Until I took part in Celebrate Recovery Meetings (and Overeaters Anonymous, too), I hadn’t thought that much about confidentiality. But just read how the Celebrate Recovery Small Group Guidelines and Agreements highlight its importance:
- Safe Environment - To create a safe place where people can be heard and feel loved (no quick answers, snap judgments, or simple fixes)
- Be Confidential - To keep anything that is shared strictly confidential and within the group
- Conflict Resolution - To avoid gossip and to immediately resolve any concerns
Why Confidentiality Is Important
During the recovery process, many deep issues are bound to be discussed. The idea of sharing personal thoughts and feelings with others can be very scary. I know it was for me early on. Even though I knew bringing my issues and faults to light was healthy, my natural reflex was still to keep things hidden. Just like in any other context, I needed to feel a certain level of trust in the other group members before I was willing to step out and talk.
I know some in my group worried that what they shared would be made public to the church at large. They feared having their past mistakes exposed, which might lead to a damaged reputation. Luckily, our small group members quickly learned to respect each other’s privacy. We offered that safe environment to share struggles and victories.
The Challenge of Confidentiality
Hearing the details of other people’s lives and responding correctly can be tricky. For a while, I felt unequipped to handle things I was learning. But I had to realize that it wasn’t my place to figure anything out or help fix anyone. As confidants, our main job is to lend a compassionate ear, or to be a sounding board. Knowing that took the pressure off and helped me grow more comfortable being there for others.

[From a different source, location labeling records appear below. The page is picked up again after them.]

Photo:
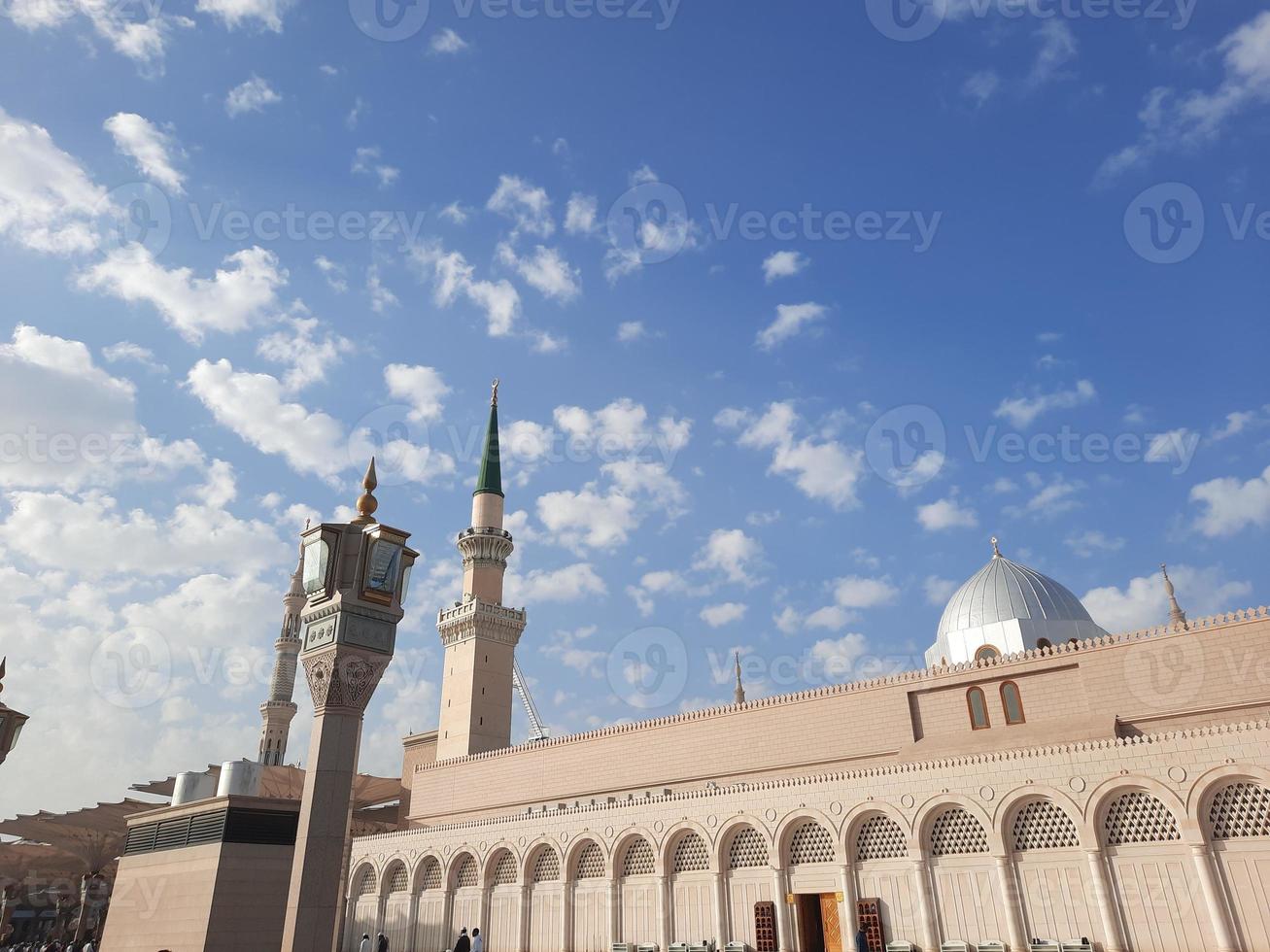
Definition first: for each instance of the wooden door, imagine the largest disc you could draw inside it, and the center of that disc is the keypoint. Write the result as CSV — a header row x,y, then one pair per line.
x,y
830,922
765,927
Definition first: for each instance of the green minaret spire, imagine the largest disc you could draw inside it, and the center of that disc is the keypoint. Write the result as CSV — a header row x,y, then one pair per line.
x,y
491,472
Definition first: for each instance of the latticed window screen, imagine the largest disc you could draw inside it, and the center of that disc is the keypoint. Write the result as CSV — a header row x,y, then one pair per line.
x,y
400,880
466,874
880,838
956,833
504,869
691,855
1042,824
748,849
546,866
639,858
591,862
430,874
810,843
1138,818
1241,810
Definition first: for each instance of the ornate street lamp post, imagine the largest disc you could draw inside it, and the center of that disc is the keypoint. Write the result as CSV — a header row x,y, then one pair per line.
x,y
11,723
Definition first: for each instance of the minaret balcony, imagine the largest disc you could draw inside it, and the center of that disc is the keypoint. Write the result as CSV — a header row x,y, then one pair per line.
x,y
476,617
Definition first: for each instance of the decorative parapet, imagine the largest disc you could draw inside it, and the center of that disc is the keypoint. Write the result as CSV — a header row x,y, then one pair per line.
x,y
910,677
465,619
864,773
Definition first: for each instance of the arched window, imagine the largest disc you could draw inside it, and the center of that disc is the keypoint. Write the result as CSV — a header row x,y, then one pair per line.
x,y
978,704
1013,702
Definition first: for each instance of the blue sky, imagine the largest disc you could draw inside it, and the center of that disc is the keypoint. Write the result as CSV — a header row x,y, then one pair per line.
x,y
791,315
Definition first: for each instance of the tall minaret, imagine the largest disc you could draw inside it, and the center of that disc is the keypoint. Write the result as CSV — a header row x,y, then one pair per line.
x,y
276,712
479,633
1176,616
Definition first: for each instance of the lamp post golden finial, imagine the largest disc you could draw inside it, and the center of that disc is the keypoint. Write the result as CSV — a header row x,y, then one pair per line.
x,y
367,503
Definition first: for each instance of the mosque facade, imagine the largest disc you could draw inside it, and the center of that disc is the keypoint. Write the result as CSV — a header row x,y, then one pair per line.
x,y
1043,785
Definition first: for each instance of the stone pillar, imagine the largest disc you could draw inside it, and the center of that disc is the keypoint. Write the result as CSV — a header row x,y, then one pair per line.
x,y
1217,910
926,904
1008,884
782,911
1113,939
722,936
663,911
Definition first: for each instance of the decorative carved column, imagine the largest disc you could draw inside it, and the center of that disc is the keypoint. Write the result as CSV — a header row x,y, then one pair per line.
x,y
1113,939
1217,910
782,913
1008,881
926,902
722,936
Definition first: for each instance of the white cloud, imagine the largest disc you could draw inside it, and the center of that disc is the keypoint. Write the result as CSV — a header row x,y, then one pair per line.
x,y
454,277
127,351
1021,412
579,214
724,613
337,278
1091,542
306,355
790,320
235,13
630,331
446,41
733,555
1232,505
236,296
823,470
859,592
945,514
141,40
48,202
419,386
980,86
252,405
150,148
545,270
1143,603
524,203
251,96
784,264
1170,122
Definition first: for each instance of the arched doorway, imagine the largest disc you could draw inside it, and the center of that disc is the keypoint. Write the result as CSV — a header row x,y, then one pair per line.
x,y
1153,876
546,901
1053,872
591,909
884,871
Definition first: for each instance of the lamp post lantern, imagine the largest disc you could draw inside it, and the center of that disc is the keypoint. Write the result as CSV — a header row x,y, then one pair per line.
x,y
11,721
355,580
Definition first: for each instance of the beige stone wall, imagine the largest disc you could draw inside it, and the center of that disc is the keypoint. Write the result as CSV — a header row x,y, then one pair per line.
x,y
1219,671
1152,889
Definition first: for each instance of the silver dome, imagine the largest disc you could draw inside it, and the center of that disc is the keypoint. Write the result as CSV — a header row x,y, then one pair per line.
x,y
1002,591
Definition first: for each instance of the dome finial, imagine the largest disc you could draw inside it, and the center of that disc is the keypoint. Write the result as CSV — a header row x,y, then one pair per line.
x,y
1176,616
367,503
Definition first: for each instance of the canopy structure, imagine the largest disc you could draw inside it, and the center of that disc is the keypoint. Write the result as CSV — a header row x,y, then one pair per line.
x,y
289,783
91,836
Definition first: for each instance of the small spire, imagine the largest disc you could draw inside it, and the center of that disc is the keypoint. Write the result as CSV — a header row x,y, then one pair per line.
x,y
367,503
1176,616
491,479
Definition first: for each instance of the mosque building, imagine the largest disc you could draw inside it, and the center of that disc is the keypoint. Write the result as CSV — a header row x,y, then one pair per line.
x,y
1042,786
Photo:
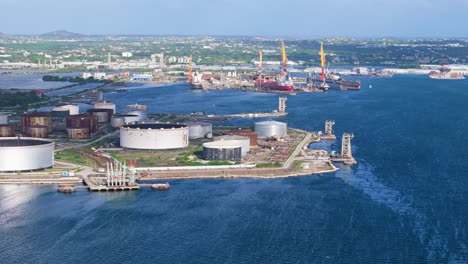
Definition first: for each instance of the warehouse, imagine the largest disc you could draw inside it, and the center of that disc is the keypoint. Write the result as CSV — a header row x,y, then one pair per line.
x,y
222,150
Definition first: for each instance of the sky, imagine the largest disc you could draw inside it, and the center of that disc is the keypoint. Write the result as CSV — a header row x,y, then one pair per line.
x,y
285,18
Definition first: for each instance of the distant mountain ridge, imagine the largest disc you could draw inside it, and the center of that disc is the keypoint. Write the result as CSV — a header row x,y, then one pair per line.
x,y
62,34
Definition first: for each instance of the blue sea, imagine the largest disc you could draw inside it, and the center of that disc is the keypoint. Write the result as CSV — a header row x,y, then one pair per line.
x,y
404,202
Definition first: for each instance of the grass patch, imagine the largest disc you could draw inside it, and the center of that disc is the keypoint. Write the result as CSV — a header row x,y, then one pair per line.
x,y
269,165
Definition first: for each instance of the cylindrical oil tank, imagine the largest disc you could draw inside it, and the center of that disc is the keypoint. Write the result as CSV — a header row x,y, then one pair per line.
x,y
103,115
7,131
105,105
37,131
244,142
199,129
246,133
82,121
3,119
142,115
36,119
26,154
268,129
60,113
154,136
78,133
138,106
222,150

Interestingly, as I’ve grown in this area, more people have confided in me both in and beyond the group. I feel humbled when someone puts their trust in me, and I want to handle what they tell me in a responsible way. So I follow the Celebrate Recovery principles: I focus in on what that person is saying, stay neutral about what they share, give them support and hold the information close.
NOTE: On a couple of occasions, information about illegal activity or abuse has come my way. In those cases, I’ve had to suspend confidentiality. It was necessary to contact the right authority, either within my church or in the community. I never want to offend someone who’s confided in me, but in those cases it’s part of being responsible.
Tips For Being a Good Confidant
If you’re part of a support group or find yourself in the role of being someone’s confidant, here are a few pointers that can help you be the best support you can be for someone in recovery.
1. Be wise: Don’t gossip (and don’t listen to anyone else's gossip, either).
2. Be patient: Don't offer input right away, but wait to asked first.
3. Be mature: Don't overreact, but calmly listen before giving a response or taking any action.
Early on in my recovery journey, I was blessed to find people who I felt safe working through memories and doing my personal inventory with. Knowing that what I shared would remain confidential gave me the courage and confidence to continue on in the process. Now that I've experienced the healing and growth that comes from a trusted listener, I try to be the same kind of blessing for others in their walk in recovery.